Pour Leïla Chaouachi, "les recommandations proposées par ces visuels supposent que les boissons consommées soit translucides, sans bulles et fraîches".
"Qu’en est-il des boissons chaudes ? Gazeuses ? Des cocktails sombres ? Multicolores ? Servis dans un verre rempli de glace pilée ou opaque ?", pointe du doigt la spécialiste, qui déplore qu'"avec des indices aussi généraux, toutes les boissons sont suspectes", a fortiori dans un contexte festif (lumière tamisée, musique, mouvement…) peu propice à de telles observations.
On pouvait trouver mention de ces "conseils" sur le site du Centre régional d’information et de prévention du sida et pour la santé des jeunes (CRIPS) d’Ile-de-France, qui préconisait, jusqu'au 12 septembre 2022, pour se protéger d’une "agression au GHB", de "surveiller les possibles changements de sa boisson : goût salé, apparence brumeuse ou changement de couleur, quantité excessive de bulles, ou glaçons qui coulent au fond du verre".
Interrogé le 12 septembre par l’AFP sur ces mentions, le CRIPS a répondu qu’il allait "quelque peu modifier la formulation pour éviter toute généralisation susceptible de provoquer un malentendu".
Depuis le 13 septembre 2022, la page ne mentionne plus ces critères parmi ses conseils de protection.
Une soumission chimique aussi réalisée par "usage médicamenteux"
Bien que le GHB fasse partie des substances utilisées à des fins de soumission chimique, que l’Agence nationale de sécurité du médicament et des produits de santé (ANSM) définit comme "l’administration à des fins criminelles (viols, actes de pédophilie) ou délictuelles (violences volontaires, vols) de substances psychoactives à l’insu de la victime ou sous la menace", il est loin d’être le seul produit auquel recourent ces criminels.
"Se focaliser sur le GHB, présenté dans la culture populaire, notamment dans certaines séries, comme la drogue du violeur, qui serait un produit gluant faisant tomber les glaçons, c’est passer complètement à côté d’un grand pan de la soumission chimique, qui se fait via un usage médicamenteux, notamment par des produits hypnotiques non utilisables sous forme liquide", souligne ainsi Rachel Vigne, coordinatrice prévention à Avenir Santé, une association qui participe notamment au dispositif de prévention et de réduction des risques en milieu festif parisien, "Fêtez clairs".

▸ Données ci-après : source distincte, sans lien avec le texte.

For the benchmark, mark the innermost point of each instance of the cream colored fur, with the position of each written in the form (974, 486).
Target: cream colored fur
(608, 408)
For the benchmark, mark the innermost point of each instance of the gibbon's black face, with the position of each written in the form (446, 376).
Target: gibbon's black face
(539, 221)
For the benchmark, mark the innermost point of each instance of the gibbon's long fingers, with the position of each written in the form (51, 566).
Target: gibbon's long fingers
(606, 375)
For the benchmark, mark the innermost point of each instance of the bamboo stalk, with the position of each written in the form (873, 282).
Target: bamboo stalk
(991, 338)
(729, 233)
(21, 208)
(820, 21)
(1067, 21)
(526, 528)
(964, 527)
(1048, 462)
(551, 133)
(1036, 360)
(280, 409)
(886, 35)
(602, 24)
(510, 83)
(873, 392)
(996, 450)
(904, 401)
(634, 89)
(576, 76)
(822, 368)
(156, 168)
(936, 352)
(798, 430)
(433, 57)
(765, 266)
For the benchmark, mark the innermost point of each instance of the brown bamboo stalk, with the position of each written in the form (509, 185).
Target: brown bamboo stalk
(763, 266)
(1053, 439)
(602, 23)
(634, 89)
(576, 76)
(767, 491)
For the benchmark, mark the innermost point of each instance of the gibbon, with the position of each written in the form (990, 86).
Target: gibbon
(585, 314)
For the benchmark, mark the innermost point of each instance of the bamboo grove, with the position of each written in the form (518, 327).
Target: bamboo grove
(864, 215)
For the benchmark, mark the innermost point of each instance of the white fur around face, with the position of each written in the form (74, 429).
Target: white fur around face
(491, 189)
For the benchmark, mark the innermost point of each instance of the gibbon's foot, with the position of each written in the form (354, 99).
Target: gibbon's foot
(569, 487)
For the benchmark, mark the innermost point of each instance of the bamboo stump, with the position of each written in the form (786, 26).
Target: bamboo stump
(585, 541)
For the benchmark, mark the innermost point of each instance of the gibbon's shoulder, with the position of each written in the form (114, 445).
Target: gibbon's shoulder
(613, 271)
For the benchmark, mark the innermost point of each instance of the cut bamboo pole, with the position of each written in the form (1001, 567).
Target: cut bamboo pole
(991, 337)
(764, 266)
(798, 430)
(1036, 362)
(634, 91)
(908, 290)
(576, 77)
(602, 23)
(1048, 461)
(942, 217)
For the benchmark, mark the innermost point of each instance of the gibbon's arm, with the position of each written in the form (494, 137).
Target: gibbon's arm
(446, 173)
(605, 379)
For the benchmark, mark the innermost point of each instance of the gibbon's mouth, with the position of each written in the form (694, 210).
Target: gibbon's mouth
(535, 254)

D’après l’enquête de soumission chimique de 2019 réalisée par le CEIP-A de Paris, alors que la "proportion de cas de soumission chimique vraisemblable" restait "toujours basse (9% des déclarations)" avec "un profil des victimes inchangé (jeunes femmes victimes d’attouchements sexuels, enfants chimiquement battus ou sédatés dans un but d’homicide)", le "groupe des antihistaminiques" devenait pour la première fois le produit le plus utilisé parmi ces substances.